We use privacy and data protection best practices with enhanced authentication. We have Identity and access management (IAM) services from unaffiliated cloud providers. We do not keep the client's original data within its own storage while imposing a policy for deleting sensitive metadata. We support PII that can be used to facilitate pseudonymization, redaction, and masking.
Affordable Pricing
The pricing of a tool is always a concern. It is seen that most programmers working in small/medium-sized teams look for free tools, but free tools can never provide a list of benefits, and your work will get stuck.
We have a list of pricing structures that best meet your needs. There is no need for an extended contract. Use freely for modest proof-of-concept or sizable, long-term projects.
Human workforce capability
Although data labeling is a crucial step in the process of creating AI/ML models, at its core, it is a human activity because decisions are being made behind each row of labeled data.
Labellerr has access to the most skilled annotation crew in the world with years of experience. We have the presence of subject matter experts from diverse businesses We offer the best results with less prejudice because of our internationally representative workforce across all continents. We have More than 5000 skilled full-time annotators working in a secure facility under our supervision. Our platform help to optimize the human-in-the-loop process by bringing automation at several stages.

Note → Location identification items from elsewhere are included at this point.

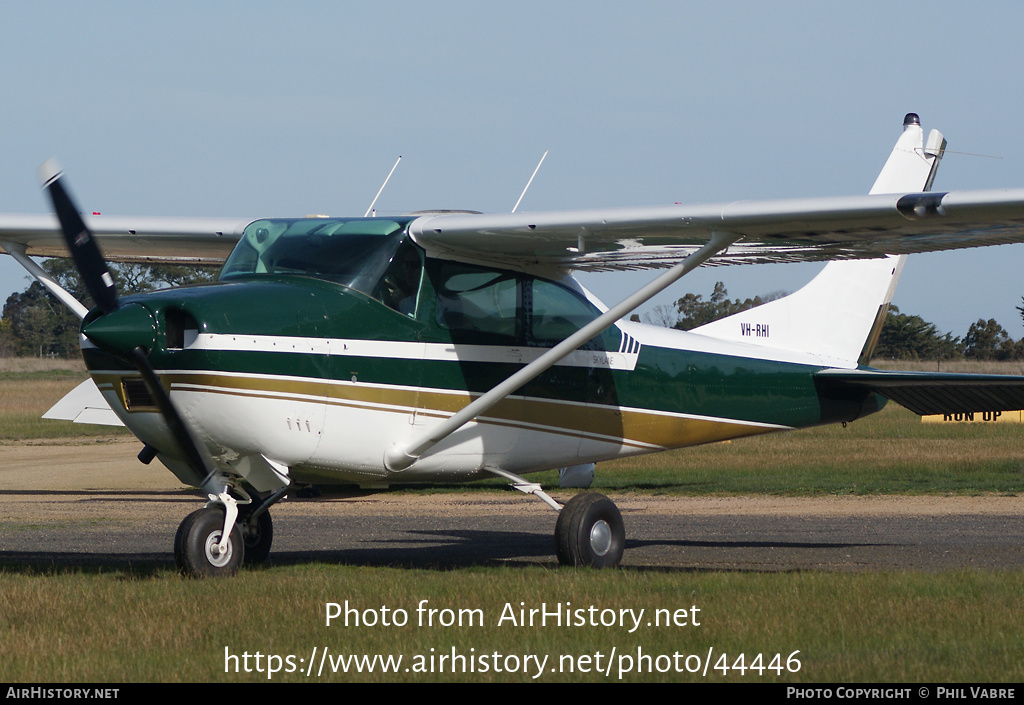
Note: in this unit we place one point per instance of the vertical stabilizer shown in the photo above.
(839, 314)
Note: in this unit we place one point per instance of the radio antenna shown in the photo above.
(382, 188)
(529, 181)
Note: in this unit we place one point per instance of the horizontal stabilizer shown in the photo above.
(934, 392)
(84, 404)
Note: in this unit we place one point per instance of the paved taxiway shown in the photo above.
(94, 504)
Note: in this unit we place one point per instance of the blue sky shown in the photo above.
(264, 109)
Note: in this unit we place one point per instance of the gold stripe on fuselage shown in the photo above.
(643, 429)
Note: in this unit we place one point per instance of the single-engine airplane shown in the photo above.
(440, 346)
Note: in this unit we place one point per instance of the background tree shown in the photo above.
(36, 324)
(692, 310)
(988, 340)
(910, 337)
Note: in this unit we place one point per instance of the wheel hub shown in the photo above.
(600, 537)
(214, 554)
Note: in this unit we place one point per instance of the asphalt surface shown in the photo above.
(105, 528)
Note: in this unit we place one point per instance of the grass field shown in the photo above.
(118, 625)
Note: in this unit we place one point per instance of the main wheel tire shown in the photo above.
(196, 545)
(590, 532)
(257, 536)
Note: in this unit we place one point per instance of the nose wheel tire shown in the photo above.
(196, 545)
(590, 532)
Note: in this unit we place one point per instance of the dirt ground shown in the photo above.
(32, 474)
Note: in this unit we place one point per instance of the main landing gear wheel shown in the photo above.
(196, 545)
(257, 535)
(590, 532)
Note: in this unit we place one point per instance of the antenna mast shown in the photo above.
(529, 181)
(384, 184)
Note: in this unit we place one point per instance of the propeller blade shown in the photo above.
(130, 326)
(84, 250)
(196, 453)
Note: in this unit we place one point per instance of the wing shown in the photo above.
(801, 230)
(127, 239)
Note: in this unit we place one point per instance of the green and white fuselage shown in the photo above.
(332, 374)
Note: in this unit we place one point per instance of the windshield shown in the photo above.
(353, 252)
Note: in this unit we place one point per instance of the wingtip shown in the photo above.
(48, 171)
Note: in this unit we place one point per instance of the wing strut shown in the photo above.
(398, 457)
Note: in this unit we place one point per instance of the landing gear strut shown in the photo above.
(589, 532)
(200, 548)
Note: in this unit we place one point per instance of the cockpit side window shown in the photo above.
(472, 299)
(399, 287)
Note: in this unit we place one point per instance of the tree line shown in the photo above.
(36, 324)
(904, 336)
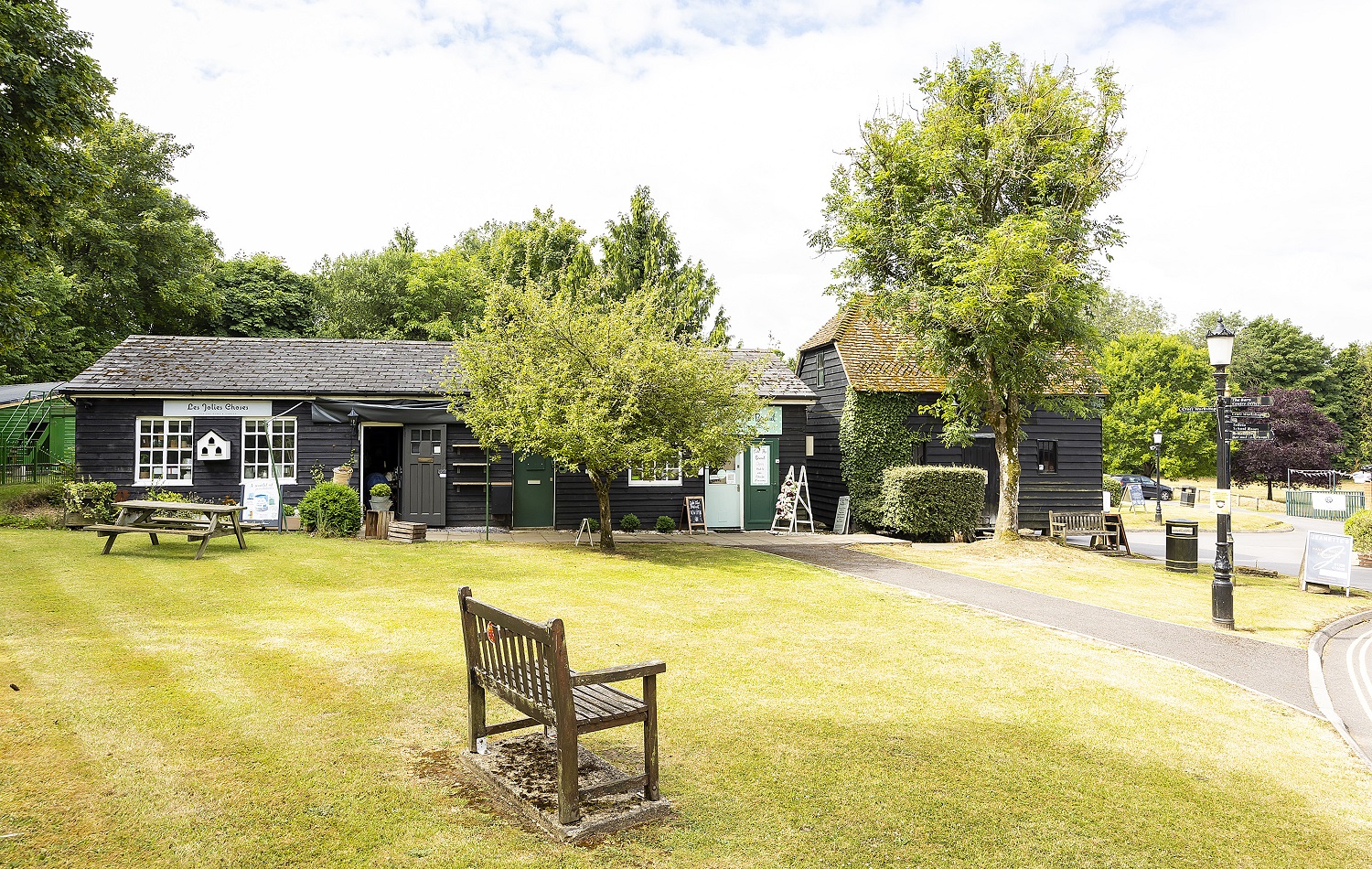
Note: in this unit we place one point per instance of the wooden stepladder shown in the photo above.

Annotators and reviewers can reduce manual task by up to 70%, which ultimately help reduce operational cost.
Ease of Use
It's essential to understand that you can integrate your data labeling platform painlessly and without obstructing your bigger production pipeline because it will become a crucial component.
We allow all types of data support for computer vision types of AI and annotation. We are one-stop shopping for all of your tools and the person in the loop needs. You will get a highly user-friendly UI with work templates for annotations and round-the-clock assistance. We have Strong API connections to your current MLOps infrastructure.
Automated Image Segmentation
With Labellerr, you can access various annotating methods that help you deliver the best results. By doing so, you'll be able to identify anything you missed and mark it appropriately, maintaining high quality as you grow.
To simplify the processes and make your model training journey, Labellerr has developed a fantastic feature of an automatic image segmentation annotation. In this, you do not need to spend your crucial hours sitting in doing the hectic segmentation process. All you have to do is just create a bounding box around the object, and our tool will do the image segmentation process for your images. Isn't it a fantastic feature? Yes, we know that it is.
Automated Object detection
Our automated object detection feature allows you to work on exploratory data analysis. We have made it easier for you to detect datasets that are already labeled with classification or bounding boxes. We know no one heard you, but we did! So, if you are interested in making your model performance much more effective, then waiting a day to do slow-processing data analysis or labeling is just a waste. Go ahead and automate your processes with labellerr.
If you are looking for a fully self-hosted data annotation solution, check out labellerr.